Don’t worry so much about what might happen as what might not happen.
If we shelter our kids, we know what’s going to happen: nothing. If we don’t, we don’t.
I’m a big proponent of Let’s See What Happens. In work, in lifestyle and even with kids and playing and potentially scraping knees. Of course, within reason: I don’t mean Let’s See What Happens when the kids want to see what it’s like to run a meth lab. But when they’re climbing like little billy goats on the sand dunes and (probably-not-life-threatening) cliffs at the beach, I want them to figure out what’s dangerous, where they should pay more attention, what hurts.
It takes true effort, trust, and a fair dose of selflessness to let your boy climb on the sandstone cliffs without saying anything.
If we don’t let them climb the cliffs, we know the outcome: they won’t fall from the cliffs. If we allow them to experience it on their own, they might fall, they might not. We don’t know. But they’re going to experience it for themselves and learn to judge, decide, and learn on their own. They’re going to learn to learn “deeper” without a teacher.
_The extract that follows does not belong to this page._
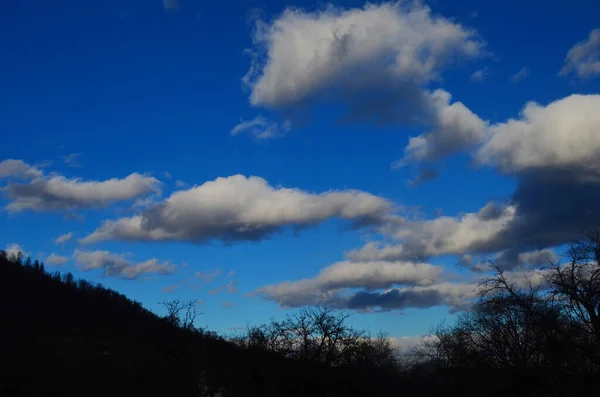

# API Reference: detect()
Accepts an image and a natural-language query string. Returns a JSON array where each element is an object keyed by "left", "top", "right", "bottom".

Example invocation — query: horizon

It’s not just falling out of the tree though. It’s friendships, difficult social situations, you know, life. If they don’t learn it on their own, they’re going to just be book smart. We want them to also be book smart, but they need to be street smart.
As we as adults do, they’re going to learn more through their own experience than what they learn from us telling them all the time what they should be learning. Gravity, for example, is not a theory. You will fall. It will hurt. You might break something. You want to test it out? Go right ahead. Just so you know I told you so … or didn’t tell you so.